La pluie ne tombait pas dans la vallée ; elle passait sans s’arrêter, tel un voile gris et froid qui s’accrochait aux rochers escarpés du domaine ancestral. À l’intérieur de la maison flottait une odeur d’encens rance et le parfum métallique de l’argenterie négligée. Zainab était assise tranquillement dans un coin du salon, son univers fait de textures, de vibrations et de sons.

Elle reconnut le craquement des planches du plancher qui annonçait l’arrivée de son père. C’était un bruit lourd et mesuré, un rythme qui portait le poids d’un homme convaincu que son nom de famille était un monument qui s’effritait lentement sous l’effet de fissures invisibles.

Zainab avait vingt et un ans, mais aux yeux de son père Malik, elle n’était pas une fille, mais une tache. Sa cécité n’était pas considérée comme un handicap, mais comme une offense à la perfection qu’il exigeait de sa famille. Ses sœurs, Aminah et Laila, étaient les joyaux de la famille : admirées, célébrées et fièrement mises en avant. Zainab n’existait que comme une ombre sous leur éclat.

Le moment où tout a basculé n’a pas commencé par des mots, mais par une odeur. Une odeur âcre de terre humide et de fumée s’est répandue dans la pièce immaculée.

« Lève-toi, bon sang », dit Malik d’un ton sec.

Il n’utilisait jamais son nom.

Appeler quelqu’un par son nom, c’était reconnaître son humanité.

Zainab se leva lentement, ses doigts effleurant le fauteuil en velours tandis qu’elle cherchait son équilibre.

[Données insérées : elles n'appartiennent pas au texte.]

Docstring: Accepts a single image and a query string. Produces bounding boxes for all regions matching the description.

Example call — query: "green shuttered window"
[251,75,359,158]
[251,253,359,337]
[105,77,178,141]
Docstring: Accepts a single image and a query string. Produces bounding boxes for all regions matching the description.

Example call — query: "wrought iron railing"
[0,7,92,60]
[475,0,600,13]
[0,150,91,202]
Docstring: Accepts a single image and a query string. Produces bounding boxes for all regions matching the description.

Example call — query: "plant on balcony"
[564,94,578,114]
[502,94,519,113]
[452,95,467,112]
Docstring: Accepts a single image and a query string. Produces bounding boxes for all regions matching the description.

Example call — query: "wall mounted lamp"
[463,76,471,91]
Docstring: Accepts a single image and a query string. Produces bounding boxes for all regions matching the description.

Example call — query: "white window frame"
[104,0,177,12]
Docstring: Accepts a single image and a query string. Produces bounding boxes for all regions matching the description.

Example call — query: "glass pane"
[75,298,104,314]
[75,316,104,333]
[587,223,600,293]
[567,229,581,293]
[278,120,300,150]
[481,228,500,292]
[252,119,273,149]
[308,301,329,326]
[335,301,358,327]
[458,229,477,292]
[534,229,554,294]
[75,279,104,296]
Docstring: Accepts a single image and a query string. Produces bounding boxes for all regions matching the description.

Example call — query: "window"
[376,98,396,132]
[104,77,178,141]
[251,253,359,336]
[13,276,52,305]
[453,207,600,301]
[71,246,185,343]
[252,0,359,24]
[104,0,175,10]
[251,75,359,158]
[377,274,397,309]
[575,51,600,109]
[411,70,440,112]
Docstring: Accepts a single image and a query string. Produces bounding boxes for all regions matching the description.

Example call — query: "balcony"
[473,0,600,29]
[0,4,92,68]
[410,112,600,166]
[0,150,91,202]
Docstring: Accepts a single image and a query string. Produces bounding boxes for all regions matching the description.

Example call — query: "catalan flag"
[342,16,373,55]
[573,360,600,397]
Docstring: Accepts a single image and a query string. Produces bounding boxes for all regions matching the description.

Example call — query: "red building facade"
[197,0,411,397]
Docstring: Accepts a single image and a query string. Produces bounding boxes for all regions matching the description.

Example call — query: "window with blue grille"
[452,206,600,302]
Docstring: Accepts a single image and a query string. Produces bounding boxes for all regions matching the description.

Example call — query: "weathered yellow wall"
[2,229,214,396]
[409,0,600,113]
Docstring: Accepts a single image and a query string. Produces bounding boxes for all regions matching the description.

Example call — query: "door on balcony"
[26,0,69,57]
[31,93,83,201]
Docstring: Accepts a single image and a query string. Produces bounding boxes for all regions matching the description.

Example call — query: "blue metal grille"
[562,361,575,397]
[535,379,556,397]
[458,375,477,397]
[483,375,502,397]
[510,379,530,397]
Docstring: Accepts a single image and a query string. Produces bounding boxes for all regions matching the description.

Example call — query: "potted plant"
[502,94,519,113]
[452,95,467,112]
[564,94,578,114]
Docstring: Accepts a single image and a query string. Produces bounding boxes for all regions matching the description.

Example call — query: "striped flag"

Elle sentait une autre présence dans la pièce. L’inconnu sentait le tabac, les chiffons humides et la pluie lointaine.

« La mosquée nourrit de nombreuses bouches », déclara Malik avec une satisfaction froide. « L’une d’entre elles a accepté de t’accueillir. Demain, tu te marieras. Un fardeau aveugle pour un homme brisé. Un arrangement parfait. »

Zainab sentit le sang se retirer de ses mains.

Elle ne pleurait pas.

Ses larmes avaient séché depuis longtemps.

Le mariage fut bref et sans faste. Il eut lieu dans la cour boueuse du magistrat, bien loin des réceptions élégantes dont ses sœurs auraient un jour pu profiter. Zainab portait une robe en lin grossier, une ultime humiliation infligée par sa famille.

La main d’un inconnu a saisi la sienne.

Sa poigne était ferme et chaude, même si sa manche était déchirée.

« C’est ton problème maintenant », s’écria Malik avant que les portes ne se referment derrière eux.

Cet homme s’appelait Yusha.

Pendant la longue promenade qui s’ensuivit, il ne dit pas grand-chose. Ils passèrent devant les rues propres du quartier chic, en direction de l’air humide des berges du fleuve.

Leur maison était une cabane fragile qui craquait sous l’effet du vent.

« Ce n’est pas grand-chose », dit doucement Yusha, « mais le toit tient bon. Et tu es en sécurité ici. »

Il prononça son nom à voix basse.

Zainab avait presque oublié ce son.

Cette nuit-là, il ne l’a pas touchée. Il a posé une épaisse couverture sur ses épaules et s’est endormi près de l’embrasure de la porte.

« Pourquoi ? » demanda-t-elle à l’obscurité.

« Pourquoi quoi ? »

« Pourquoi m’emmener ? »

Il a marqué une pause avant de répondre.

« Peut-être est-il plus facile de ne rien avoir quand on partage le silence. »

Au cours des semaines qui suivirent, Zainab découvrit un monde qui lui était encore inconnu. Chez son père, on lui avait appris à rester invisible. Yusha, en revanche, remplissait son obscurité de couleurs et de sens.

« Le soleil aujourd’hui », lui dit-il un après-midi au bord de la rivière, « donne l’impression d’une pièce de monnaie chaude posée dans la paume de ta main. »

Il lui apprit le langage du vent, la différence entre le bruissement des feuilles et le cliquetis des branches. Il guida ses doigts sur des herbes sauvages et de l’écorce rugueuse, et lui décrivit des formes et des couleurs qu’elle ne pouvait qu’imaginer.

Pour la première fois, sa cécité lui semblait moins être une prison qu’une toile.

Peu à peu, son cœur a changé.

Chaque soir, elle écoutait le bruit de ses pas qui revenaient.

Elle attendait le rythme de sa voix.

Et sans s’en rendre compte, elle est tombée amoureuse.